Toward a Biology Worthy of Life > The Poverty of the Instructed Organism > Brief excerpt
A project by Stephen L. Talbott

The noncomputational life of organisms (1)

COMPUTER CHIPS REQUIRE THE MOST EXTREME precision of manufacturing...High-tech “clean rooms” prevent disastrous contamination by a single speck of dust, while specialized equipment creates discrete, unthinkably minute, and precisely machined pathways in silicon. These pathways are designed for maximum permanence, and any breakdown or leakage from one to another in an operating computer can spell disaster...Moreover, everything is designed to operate in lock-step, marching in strictest obedience to a clock that “ticks” up to billions of times per second. If one or another communication channel were to get its timing wrong by some tiny fraction of a second, chaos would ensue...
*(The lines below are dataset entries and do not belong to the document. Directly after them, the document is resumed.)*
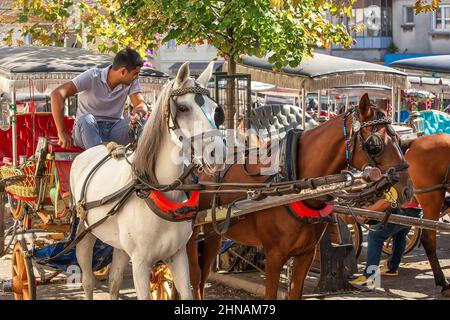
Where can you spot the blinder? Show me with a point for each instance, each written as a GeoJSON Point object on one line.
{"type": "Point", "coordinates": [373, 145]}
{"type": "Point", "coordinates": [219, 116]}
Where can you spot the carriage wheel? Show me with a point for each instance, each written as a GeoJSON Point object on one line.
{"type": "Point", "coordinates": [162, 286]}
{"type": "Point", "coordinates": [412, 239]}
{"type": "Point", "coordinates": [357, 237]}
{"type": "Point", "coordinates": [23, 280]}
{"type": "Point", "coordinates": [16, 208]}
{"type": "Point", "coordinates": [103, 273]}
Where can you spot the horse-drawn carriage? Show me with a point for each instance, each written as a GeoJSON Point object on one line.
{"type": "Point", "coordinates": [34, 169]}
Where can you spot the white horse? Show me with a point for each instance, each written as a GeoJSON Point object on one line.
{"type": "Point", "coordinates": [136, 232]}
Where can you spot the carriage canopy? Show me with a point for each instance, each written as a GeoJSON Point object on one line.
{"type": "Point", "coordinates": [45, 68]}
{"type": "Point", "coordinates": [323, 72]}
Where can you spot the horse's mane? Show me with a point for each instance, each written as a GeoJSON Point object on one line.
{"type": "Point", "coordinates": [149, 144]}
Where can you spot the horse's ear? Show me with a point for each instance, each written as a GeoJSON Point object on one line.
{"type": "Point", "coordinates": [182, 75]}
{"type": "Point", "coordinates": [206, 74]}
{"type": "Point", "coordinates": [364, 105]}
{"type": "Point", "coordinates": [382, 105]}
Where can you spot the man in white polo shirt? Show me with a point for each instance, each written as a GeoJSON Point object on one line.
{"type": "Point", "coordinates": [102, 94]}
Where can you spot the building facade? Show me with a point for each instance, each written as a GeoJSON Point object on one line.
{"type": "Point", "coordinates": [375, 40]}
{"type": "Point", "coordinates": [169, 57]}
{"type": "Point", "coordinates": [422, 34]}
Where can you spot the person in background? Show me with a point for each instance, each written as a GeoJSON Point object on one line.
{"type": "Point", "coordinates": [376, 239]}
{"type": "Point", "coordinates": [102, 94]}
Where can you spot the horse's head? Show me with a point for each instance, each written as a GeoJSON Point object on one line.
{"type": "Point", "coordinates": [194, 117]}
{"type": "Point", "coordinates": [372, 141]}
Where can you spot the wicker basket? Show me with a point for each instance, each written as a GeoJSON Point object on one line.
{"type": "Point", "coordinates": [25, 190]}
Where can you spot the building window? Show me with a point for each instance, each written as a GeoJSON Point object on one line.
{"type": "Point", "coordinates": [375, 15]}
{"type": "Point", "coordinates": [441, 19]}
{"type": "Point", "coordinates": [408, 15]}
{"type": "Point", "coordinates": [171, 44]}
{"type": "Point", "coordinates": [190, 47]}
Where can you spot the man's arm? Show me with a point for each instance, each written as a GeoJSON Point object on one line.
{"type": "Point", "coordinates": [58, 98]}
{"type": "Point", "coordinates": [139, 105]}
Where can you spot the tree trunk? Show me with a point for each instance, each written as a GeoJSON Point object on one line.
{"type": "Point", "coordinates": [230, 107]}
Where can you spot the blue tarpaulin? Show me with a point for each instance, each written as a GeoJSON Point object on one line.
{"type": "Point", "coordinates": [101, 258]}
{"type": "Point", "coordinates": [434, 121]}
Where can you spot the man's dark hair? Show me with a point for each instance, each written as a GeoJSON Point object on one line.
{"type": "Point", "coordinates": [127, 58]}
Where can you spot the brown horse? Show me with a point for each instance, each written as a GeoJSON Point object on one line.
{"type": "Point", "coordinates": [429, 160]}
{"type": "Point", "coordinates": [321, 151]}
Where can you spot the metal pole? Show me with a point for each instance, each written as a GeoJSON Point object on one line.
{"type": "Point", "coordinates": [328, 100]}
{"type": "Point", "coordinates": [393, 103]}
{"type": "Point", "coordinates": [14, 126]}
{"type": "Point", "coordinates": [318, 99]}
{"type": "Point", "coordinates": [399, 107]}
{"type": "Point", "coordinates": [303, 108]}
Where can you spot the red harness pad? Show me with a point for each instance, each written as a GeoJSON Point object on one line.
{"type": "Point", "coordinates": [63, 163]}
{"type": "Point", "coordinates": [173, 211]}
{"type": "Point", "coordinates": [303, 211]}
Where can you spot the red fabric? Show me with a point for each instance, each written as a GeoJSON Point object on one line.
{"type": "Point", "coordinates": [29, 128]}
{"type": "Point", "coordinates": [166, 205]}
{"type": "Point", "coordinates": [304, 212]}
{"type": "Point", "coordinates": [54, 147]}
{"type": "Point", "coordinates": [63, 171]}
{"type": "Point", "coordinates": [412, 204]}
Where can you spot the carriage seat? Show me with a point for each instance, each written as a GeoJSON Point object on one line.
{"type": "Point", "coordinates": [278, 119]}
{"type": "Point", "coordinates": [30, 126]}
{"type": "Point", "coordinates": [63, 163]}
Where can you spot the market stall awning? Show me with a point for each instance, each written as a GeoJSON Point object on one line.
{"type": "Point", "coordinates": [195, 68]}
{"type": "Point", "coordinates": [47, 67]}
{"type": "Point", "coordinates": [323, 72]}
{"type": "Point", "coordinates": [435, 85]}
{"type": "Point", "coordinates": [438, 63]}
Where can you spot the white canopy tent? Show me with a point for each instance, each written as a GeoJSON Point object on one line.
{"type": "Point", "coordinates": [322, 72]}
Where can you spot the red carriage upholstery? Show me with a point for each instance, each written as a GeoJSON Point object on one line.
{"type": "Point", "coordinates": [30, 126]}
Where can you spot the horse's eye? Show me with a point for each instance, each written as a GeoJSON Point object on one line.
{"type": "Point", "coordinates": [182, 108]}
{"type": "Point", "coordinates": [374, 145]}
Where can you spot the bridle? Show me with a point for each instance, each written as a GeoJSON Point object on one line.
{"type": "Point", "coordinates": [175, 129]}
{"type": "Point", "coordinates": [373, 146]}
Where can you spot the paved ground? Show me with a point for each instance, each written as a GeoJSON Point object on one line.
{"type": "Point", "coordinates": [415, 282]}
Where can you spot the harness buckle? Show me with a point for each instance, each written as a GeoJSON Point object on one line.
{"type": "Point", "coordinates": [82, 212]}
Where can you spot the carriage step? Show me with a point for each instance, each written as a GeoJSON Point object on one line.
{"type": "Point", "coordinates": [5, 286]}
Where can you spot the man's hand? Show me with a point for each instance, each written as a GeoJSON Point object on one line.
{"type": "Point", "coordinates": [137, 117]}
{"type": "Point", "coordinates": [65, 140]}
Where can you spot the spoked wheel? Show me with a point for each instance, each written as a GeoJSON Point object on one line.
{"type": "Point", "coordinates": [23, 280]}
{"type": "Point", "coordinates": [162, 286]}
{"type": "Point", "coordinates": [17, 208]}
{"type": "Point", "coordinates": [357, 237]}
{"type": "Point", "coordinates": [103, 273]}
{"type": "Point", "coordinates": [412, 239]}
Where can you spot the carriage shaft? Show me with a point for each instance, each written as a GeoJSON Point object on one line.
{"type": "Point", "coordinates": [395, 218]}
{"type": "Point", "coordinates": [248, 206]}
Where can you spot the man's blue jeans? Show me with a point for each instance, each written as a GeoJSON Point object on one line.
{"type": "Point", "coordinates": [88, 132]}
{"type": "Point", "coordinates": [375, 244]}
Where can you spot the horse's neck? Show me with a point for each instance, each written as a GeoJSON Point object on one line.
{"type": "Point", "coordinates": [168, 167]}
{"type": "Point", "coordinates": [322, 150]}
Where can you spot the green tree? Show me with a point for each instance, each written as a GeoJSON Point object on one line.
{"type": "Point", "coordinates": [287, 31]}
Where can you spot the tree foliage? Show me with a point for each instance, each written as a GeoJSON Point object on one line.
{"type": "Point", "coordinates": [287, 29]}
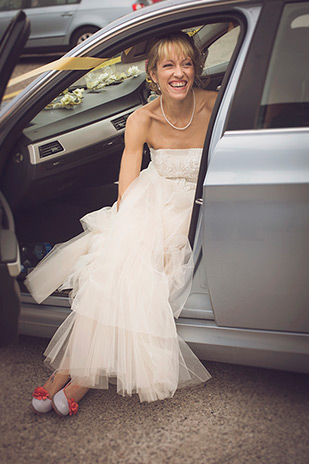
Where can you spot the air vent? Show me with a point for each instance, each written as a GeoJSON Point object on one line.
{"type": "Point", "coordinates": [120, 123]}
{"type": "Point", "coordinates": [50, 149]}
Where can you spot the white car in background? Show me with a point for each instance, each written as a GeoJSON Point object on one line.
{"type": "Point", "coordinates": [58, 25]}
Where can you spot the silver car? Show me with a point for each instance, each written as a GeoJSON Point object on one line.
{"type": "Point", "coordinates": [58, 25]}
{"type": "Point", "coordinates": [60, 155]}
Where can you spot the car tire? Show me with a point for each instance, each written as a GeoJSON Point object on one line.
{"type": "Point", "coordinates": [82, 34]}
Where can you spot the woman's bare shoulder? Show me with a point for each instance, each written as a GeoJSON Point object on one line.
{"type": "Point", "coordinates": [144, 115]}
{"type": "Point", "coordinates": [207, 98]}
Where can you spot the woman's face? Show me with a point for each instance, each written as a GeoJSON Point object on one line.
{"type": "Point", "coordinates": [175, 75]}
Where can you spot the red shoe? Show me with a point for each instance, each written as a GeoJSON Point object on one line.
{"type": "Point", "coordinates": [41, 402]}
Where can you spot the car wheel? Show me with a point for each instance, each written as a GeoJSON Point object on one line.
{"type": "Point", "coordinates": [82, 34]}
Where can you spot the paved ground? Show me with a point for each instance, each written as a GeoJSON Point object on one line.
{"type": "Point", "coordinates": [242, 415]}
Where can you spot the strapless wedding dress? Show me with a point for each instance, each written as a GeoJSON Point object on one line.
{"type": "Point", "coordinates": [130, 273]}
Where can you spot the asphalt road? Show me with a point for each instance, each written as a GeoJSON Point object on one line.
{"type": "Point", "coordinates": [242, 415]}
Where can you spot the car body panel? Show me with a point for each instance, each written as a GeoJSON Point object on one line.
{"type": "Point", "coordinates": [256, 229]}
{"type": "Point", "coordinates": [50, 26]}
{"type": "Point", "coordinates": [53, 26]}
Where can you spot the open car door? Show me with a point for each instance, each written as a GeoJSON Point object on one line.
{"type": "Point", "coordinates": [11, 46]}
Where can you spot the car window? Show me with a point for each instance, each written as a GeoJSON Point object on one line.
{"type": "Point", "coordinates": [285, 100]}
{"type": "Point", "coordinates": [125, 72]}
{"type": "Point", "coordinates": [43, 3]}
{"type": "Point", "coordinates": [220, 51]}
{"type": "Point", "coordinates": [7, 5]}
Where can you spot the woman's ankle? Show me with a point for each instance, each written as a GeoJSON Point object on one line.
{"type": "Point", "coordinates": [76, 392]}
{"type": "Point", "coordinates": [56, 382]}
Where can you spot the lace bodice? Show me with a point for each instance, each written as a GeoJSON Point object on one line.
{"type": "Point", "coordinates": [177, 164]}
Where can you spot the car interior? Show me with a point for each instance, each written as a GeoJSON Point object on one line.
{"type": "Point", "coordinates": [66, 161]}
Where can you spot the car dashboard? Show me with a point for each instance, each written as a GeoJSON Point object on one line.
{"type": "Point", "coordinates": [63, 149]}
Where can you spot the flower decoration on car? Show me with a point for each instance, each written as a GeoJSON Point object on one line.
{"type": "Point", "coordinates": [67, 99]}
{"type": "Point", "coordinates": [101, 77]}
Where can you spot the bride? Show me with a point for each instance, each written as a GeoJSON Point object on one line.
{"type": "Point", "coordinates": [131, 268]}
Nothing even approaching the surgically precise, rigidly excavated, and unvarying silicon grooves of a computer chip exists anywhere in a living creature. It is laughable even to imagine, say, a signaling pathway in an organism as if it were uncontaminated by goings-on in its surroundings. Such “contamination” — directly or indirectly by almost anything in the larger surround — is, in fact, very much of the essence. In one guise it is referred to today as “crosstalk” — the never exactly predictable influence that one sort of process exerts upon another.

And it is more than laughable to picture a pathway that can be traversed, exactly and without “outside” disturbance, billions of times in succession — let alone traversed as mere electrical pulses lacking the complexly sculpted, ever diverse and changing molecular structure that lends specific function to the signaling molecules, transcription factors enzymes, and all the other elements of the cell, right down to the all-important water molecules. It is safe to say that no cell ever again regains precisely the structure it had one moment before.